How to coerce functors applied to coercible arguments

Question

Consider the following Haskell code:

import Data.Coerce

newtype Decorated s a = Decorated a

fancyFunction :: Ctx s => f (Decorated s a) -> r
fancyFunction = ...

instance Ctx s => SomeClass (Decorated s a)

myFunction :: Functor f => f a -> r
myFunction = fancyFunction . fmap coerce

I'd like to make myFunction faster by replacing fmap coerce with coerce. The rationale is that coerce behaves like id and one of the functor laws is fmap id = id.

The only way I can see of doing this is to add Coercible (f a) (f (Decorated s a)) to the context but it refers to s which is not referred to anywhere else. Even worse, if a is bound in a universal type, I cannot express the constraint. Is there a constraint I could express in terms of f only to let me use coerce to convert between f a and f (Decorated s a)?

Is this something that the compiler figures out on its own from the fact that f is a functor? If so, does it also work with bifunctors, traversables and bitraverables?

Answer 1

Unfortunately, Coercible (f a) (f (Decorated s a)) really what you want in your constraint given the current state of GHC. Now, the fact that s and a don't show up elsewhere is not something good - it means GHC won't know what to do with them (they are ambiguous)! I won't get into that...

---

Depending on the role of the type parameter fed to the type constructor f, Coercible a b may or may not imply Coercible (f a) (f b). In this case, we'd want that role to be nominal - but there isn't (yet at least) a way to express this in a constraint. To explain what I mean, consider the following two data definitions:

{-# LANGUAGE TypeFamilies #-}
import Data.Coerce

-- type role of `a` is "representational"
data Data1 a = Data1 a

-- type role of `a` is "nominal"
data Data2 a = Data2 (TypeFunction a)
type family TypeFunction x where
  TypeFunction Bool = Char
  TypeFunction _ = ()

Then, while it is true that Coercible a b entails Coercible (Data1 a) (Data1 b), it does not entail Coercible (Data2 a) (Data2 b). To make this concrete, load up the above in GHCi, then try:

ghci> newtype MyInt = My Int
ghci> let c1 = coerce :: (Data1 MyInt) -> (Data1 Int)
ghci> let c2 = coerce :: (Data2 MyInt) -> (Data2 Int) -- This doesn't work! 

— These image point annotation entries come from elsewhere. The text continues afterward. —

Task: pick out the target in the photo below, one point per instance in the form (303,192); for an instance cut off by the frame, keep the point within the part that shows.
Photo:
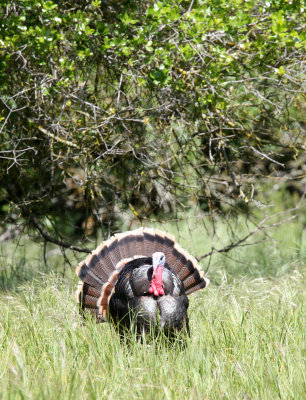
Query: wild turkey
(140,277)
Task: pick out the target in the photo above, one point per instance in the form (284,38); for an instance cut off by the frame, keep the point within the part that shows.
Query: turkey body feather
(140,278)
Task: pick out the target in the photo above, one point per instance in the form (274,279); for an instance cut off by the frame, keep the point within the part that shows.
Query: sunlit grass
(247,328)
(246,341)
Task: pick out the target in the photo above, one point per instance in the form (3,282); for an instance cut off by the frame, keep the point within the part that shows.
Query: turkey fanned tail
(116,278)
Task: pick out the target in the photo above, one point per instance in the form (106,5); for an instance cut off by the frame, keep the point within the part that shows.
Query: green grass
(247,329)
(246,343)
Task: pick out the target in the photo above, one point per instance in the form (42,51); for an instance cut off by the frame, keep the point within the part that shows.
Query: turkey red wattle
(156,286)
(157,282)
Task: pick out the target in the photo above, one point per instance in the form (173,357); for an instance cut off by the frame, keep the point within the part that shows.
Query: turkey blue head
(158,261)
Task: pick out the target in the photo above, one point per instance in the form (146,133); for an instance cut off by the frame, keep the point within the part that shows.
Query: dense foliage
(117,108)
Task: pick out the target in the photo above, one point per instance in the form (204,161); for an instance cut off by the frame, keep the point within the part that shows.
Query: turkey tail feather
(99,272)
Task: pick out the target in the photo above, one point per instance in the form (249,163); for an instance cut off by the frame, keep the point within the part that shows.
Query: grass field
(247,333)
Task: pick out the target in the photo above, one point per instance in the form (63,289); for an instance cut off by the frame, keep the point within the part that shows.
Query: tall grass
(247,330)
(246,342)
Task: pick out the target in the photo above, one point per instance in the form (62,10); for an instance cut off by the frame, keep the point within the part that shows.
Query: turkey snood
(158,261)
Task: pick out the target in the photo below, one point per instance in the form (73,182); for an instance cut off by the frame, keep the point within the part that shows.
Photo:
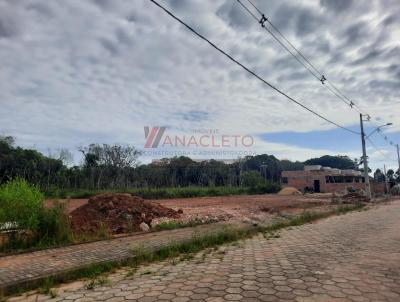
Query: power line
(311,68)
(248,70)
(331,87)
(379,150)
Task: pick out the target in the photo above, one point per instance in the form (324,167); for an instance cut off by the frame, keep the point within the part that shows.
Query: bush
(21,204)
(54,226)
(251,179)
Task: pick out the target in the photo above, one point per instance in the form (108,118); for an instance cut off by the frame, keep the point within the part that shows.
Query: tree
(339,162)
(251,179)
(379,176)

Unfortunately, there is no built-in constraint based way of enforcing that the role of a type variable is representational. You can make your own classes for this, as Edward Kmett has done, but GHC doesn't automatically create instances of some of these classes the way class instances for Coercible are.

This led to this trac ticket where they discuss the possibility of having a class Representational f with instances generated like for Coercible which could have things like

instance (Representational f, Coercible a b) => Coercible (f a) (f b)

If this was actually a thing today, all you would need in your constraint would be Representational f. Furthermore, as Richard Eisenberg observes on the ticket, we really ought to be able to figure out that a in f a has a representational role for any reasonable functor f. Then, we might not even need any constraint on top of Functor f as Representational could be a superclass of Functor.

Here is a good discussion of the current limitations of roles.

Answer 2

Now that you have QuantifiedConstraints, I think you can do this:

type Parametric f = (forall a b. (Coercible a b => Coercible (f a) (f b)) :: Constraint)

newtype Foo = Foo Int

myFunction :: (Parametric f) => f Foo -> f Int
myFunction = coerce

test :: [Int]
test = myFunction [Foo 1, Foo 2, Foo 3]

This is nice, because an instance of Parametric f witnesses that f is an endofunctor on a category where the objects are types and a morphism between types A and B is an instance of Coercible A B.